Service Discovery and Load Balancing

When using ReplicaSet type Elastic Deployment GPU deployments, each container provides an independent custom service address (HTTPS protocol) for external services. Due to potential single-point failures causing service stops and ReplicaSet deployments starting new containers to replace stopped ones, dynamic deregistration/registration of each container’s service address is needed to achieve high-availability deployment. Service discovery is generally divided into two types: client-side discovery and server-side discovery. Here, considering simplicity and ease of use, a client-side discovery practice is introduced. This method is more suitable for GPU load scenarios (high computational load, limited GPU VRAM, long single-request response time) and is completed together with load balancing. The architecture is as follows: From the diagram above, first, a service needs to be developed to poll and minitor for container (temporarily considered equivalent to service) status via GPUHub’s “Query Container Events” interface. If there is a stopped container, remove it from the registry; if there is a new running container, register it to the service center. Finally, before calling the service, the client first obtains the list of service addresses from the service registry, then selects one according to the load balancing strategy for service invocation. This shows that load balancing can be completed together in this step. Common Questions: Question: Why doesn’t GPUHub provide load balancing? Answer: If GPUHub provided load balancing, it could simplify user-side usage. However, common Nginx load balancing supports limited strategies and cannot precisely control GPU utilization based on business conditions to reduce costs and increase efficiency.

Stopping Containers

When using ReplicaSet Elastic Deployment GPU deployments, in addition to controlling container start/stop by setting the replica count, if you need precise control to stop a specific container, you can do so by calling the “Stop Container” interface. This interface provides a decrease_one_replica_num parameter, which can stop the container and simultaneously reduce the deployment’s replica num by 1, meaning no new container will be started after stopping this one (this parameter is effective for ReplicaSet deployments).

Blocking Faulty Machines

If you find that containers scheduled and started on a certain host frequently experience abnormalities in a regular pattern, you can use the “Set Scheduling Blacklist” API to disable that machine.

Images and File Storage

When starting, the system will pull the image to start the container.

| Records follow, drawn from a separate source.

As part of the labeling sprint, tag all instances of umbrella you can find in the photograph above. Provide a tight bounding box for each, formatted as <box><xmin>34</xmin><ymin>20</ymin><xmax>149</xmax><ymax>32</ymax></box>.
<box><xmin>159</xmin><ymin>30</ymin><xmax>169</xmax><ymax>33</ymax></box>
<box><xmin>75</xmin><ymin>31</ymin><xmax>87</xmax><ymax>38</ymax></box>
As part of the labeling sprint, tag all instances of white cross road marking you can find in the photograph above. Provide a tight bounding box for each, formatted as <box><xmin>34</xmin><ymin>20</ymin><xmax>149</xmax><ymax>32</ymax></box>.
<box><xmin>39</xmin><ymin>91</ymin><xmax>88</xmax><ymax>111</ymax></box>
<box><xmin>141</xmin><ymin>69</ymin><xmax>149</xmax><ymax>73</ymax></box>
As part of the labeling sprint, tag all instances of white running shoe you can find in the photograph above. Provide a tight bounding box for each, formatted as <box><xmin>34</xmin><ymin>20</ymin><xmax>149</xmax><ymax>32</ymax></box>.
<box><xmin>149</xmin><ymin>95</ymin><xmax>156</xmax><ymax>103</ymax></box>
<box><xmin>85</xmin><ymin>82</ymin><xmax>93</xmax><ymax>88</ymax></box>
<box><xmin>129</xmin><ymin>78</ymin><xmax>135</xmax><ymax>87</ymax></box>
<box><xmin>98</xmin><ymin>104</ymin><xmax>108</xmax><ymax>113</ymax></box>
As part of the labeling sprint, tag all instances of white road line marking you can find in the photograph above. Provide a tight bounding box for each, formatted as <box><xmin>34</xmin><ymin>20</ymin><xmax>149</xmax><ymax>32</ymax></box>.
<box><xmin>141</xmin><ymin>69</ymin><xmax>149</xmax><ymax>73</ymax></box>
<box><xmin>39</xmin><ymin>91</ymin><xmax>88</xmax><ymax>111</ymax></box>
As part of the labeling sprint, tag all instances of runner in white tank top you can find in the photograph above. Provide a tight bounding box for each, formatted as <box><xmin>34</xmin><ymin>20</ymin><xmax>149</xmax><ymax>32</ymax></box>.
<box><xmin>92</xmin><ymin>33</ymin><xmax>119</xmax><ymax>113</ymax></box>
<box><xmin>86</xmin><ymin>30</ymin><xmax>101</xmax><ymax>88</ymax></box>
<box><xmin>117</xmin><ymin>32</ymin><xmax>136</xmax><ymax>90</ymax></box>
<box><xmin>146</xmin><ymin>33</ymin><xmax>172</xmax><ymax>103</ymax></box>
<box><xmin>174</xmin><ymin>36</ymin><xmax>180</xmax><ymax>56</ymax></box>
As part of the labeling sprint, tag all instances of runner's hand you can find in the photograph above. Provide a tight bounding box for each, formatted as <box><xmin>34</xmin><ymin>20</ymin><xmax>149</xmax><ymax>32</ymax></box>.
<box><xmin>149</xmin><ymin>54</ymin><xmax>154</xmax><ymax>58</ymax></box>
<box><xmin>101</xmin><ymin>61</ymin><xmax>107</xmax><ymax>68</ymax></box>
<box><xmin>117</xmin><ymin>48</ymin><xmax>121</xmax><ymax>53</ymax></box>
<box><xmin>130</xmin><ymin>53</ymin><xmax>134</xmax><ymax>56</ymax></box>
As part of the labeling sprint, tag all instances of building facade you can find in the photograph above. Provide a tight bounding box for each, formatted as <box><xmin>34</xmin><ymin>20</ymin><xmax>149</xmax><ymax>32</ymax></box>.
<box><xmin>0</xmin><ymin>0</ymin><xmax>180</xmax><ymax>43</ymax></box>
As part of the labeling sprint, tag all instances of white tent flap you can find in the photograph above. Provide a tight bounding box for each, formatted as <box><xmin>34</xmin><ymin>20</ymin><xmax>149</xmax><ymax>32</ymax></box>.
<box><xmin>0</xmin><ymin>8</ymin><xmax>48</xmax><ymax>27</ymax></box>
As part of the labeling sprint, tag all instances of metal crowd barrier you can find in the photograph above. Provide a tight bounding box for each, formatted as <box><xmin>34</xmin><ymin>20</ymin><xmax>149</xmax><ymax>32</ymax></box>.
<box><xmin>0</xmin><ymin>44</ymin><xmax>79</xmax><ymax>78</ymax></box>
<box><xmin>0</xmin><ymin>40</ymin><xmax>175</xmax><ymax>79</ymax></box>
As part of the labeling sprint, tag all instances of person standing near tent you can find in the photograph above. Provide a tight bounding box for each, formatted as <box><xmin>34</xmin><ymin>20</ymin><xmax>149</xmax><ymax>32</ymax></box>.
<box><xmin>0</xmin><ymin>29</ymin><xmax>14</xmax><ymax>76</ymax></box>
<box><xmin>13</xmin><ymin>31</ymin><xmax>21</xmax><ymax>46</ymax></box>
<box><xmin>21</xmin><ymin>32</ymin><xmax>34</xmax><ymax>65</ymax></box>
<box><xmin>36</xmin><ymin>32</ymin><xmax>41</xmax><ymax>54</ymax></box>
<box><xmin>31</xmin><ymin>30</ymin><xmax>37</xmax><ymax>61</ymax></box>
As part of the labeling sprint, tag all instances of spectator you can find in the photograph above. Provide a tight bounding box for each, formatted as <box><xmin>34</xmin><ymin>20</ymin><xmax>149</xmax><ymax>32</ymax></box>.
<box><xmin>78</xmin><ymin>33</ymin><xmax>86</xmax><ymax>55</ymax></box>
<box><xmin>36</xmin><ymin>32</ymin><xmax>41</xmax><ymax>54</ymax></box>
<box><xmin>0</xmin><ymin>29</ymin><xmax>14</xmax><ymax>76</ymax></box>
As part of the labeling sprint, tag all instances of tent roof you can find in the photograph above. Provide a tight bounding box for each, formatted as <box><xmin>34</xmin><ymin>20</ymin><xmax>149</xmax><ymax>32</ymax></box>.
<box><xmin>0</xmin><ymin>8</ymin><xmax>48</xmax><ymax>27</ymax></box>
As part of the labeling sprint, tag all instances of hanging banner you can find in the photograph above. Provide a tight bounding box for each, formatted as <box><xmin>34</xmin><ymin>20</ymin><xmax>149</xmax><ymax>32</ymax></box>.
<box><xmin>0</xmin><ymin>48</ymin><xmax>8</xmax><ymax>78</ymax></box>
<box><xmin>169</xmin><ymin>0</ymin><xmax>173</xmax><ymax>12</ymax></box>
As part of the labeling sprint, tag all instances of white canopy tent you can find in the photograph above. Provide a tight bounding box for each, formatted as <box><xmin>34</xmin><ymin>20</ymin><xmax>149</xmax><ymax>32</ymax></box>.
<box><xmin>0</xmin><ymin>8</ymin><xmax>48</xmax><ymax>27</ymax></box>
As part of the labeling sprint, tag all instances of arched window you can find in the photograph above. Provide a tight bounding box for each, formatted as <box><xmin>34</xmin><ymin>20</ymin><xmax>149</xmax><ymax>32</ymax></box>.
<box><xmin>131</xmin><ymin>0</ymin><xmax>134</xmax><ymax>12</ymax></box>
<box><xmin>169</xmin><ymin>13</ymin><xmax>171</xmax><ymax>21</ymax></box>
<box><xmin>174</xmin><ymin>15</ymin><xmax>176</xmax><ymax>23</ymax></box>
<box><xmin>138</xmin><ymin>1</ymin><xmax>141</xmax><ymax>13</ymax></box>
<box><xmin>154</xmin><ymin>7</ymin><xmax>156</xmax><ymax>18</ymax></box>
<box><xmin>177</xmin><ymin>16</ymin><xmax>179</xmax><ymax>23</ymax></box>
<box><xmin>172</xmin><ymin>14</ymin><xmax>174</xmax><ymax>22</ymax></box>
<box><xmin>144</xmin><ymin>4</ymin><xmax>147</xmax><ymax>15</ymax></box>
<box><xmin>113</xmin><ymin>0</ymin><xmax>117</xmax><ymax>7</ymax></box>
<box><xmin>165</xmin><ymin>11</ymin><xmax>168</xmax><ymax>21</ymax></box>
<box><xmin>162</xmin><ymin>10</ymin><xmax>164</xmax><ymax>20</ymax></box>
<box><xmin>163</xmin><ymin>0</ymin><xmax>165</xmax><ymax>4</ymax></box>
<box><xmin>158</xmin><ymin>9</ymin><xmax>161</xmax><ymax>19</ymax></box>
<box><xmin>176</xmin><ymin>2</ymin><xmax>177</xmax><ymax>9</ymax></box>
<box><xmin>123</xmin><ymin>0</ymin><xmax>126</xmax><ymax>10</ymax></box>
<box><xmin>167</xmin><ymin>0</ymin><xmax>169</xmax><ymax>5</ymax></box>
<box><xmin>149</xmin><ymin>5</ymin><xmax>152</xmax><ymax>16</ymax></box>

If static environments and other data files that do not need frequent changes can be stored in the image, avoid frequent image updates, as each update involves recaching the image to every host, which affects the first startup time of the container. For frequently changing files, such as code and model files, it is recommended to store them in file storage. File storage, as cross-instance shared storage, will be mounted to every container in the same region, so this feature can be utilized to simplify management and deployment. However, file storage has drawbacks: performance is slower compared to local disks, especially for reading/writing a very large number of small files (KB-level files), with large file read/write bandwidth around 100MB/s. If performance needs to be increased, please contact customer support. Startup Commands
  1. After the container starts, it will immediately execute your set startup command. When the command ends, the container will stop and release, i.e., the command execution lifecycle = container lifecycle. Therefore, taking the python app.py command as an example, do not execute it in the background, such as python app.py &, as the command (parent process) will immediately complete and run the program (child process) in the background, but at this time, since the command has ended, the system will stop the container, causing all processes to terminate together, failing to achieve the expected effect. If there is a special reason to execute in this way, the trick is: python app.py &; sleep infinity
  2. If your startup commands are numerous and complex, it is recommended to write a shell script in the image or file storage, putting these commands in one script, so the container’s startup command becomes executing that script, simplifying the startup command and avoiding errors.
  3. Relative path for startup command execution: It is recommended to switch to the corresponding directory first before executing the script. For example, python app.py command, with app.py script in /root directory, the command is best written as cd /root/ && python app.py
  4. For Conda using virtual environments, writing conda activate my-env && python xxx.py in the command will generally fail due to inability to switch environments. It is recommended to change to /root/miniconda3/envs/my-env/bin/python xxx.py, i.e., directly use the virtual environment’s Python interpreter.

Exception Debugging

  • Scenario example: The container’s startup command is python app.py. After scheduling starts, the container powers on but immediately ends abnormally, reason unknown.
  • Debugging method: Edit the deployment, change the container’s startup command from python app.py to sleep infinity, to block the container with the sleep command so it stays running. At this time, wait for the container to run, then log in using the container’s SSH command, manually execute python app.py in the container to check for execution abnormalities and debug. This allows interactive and efficient problem localization. After debugging, edit the deployment to change the command to the correct one.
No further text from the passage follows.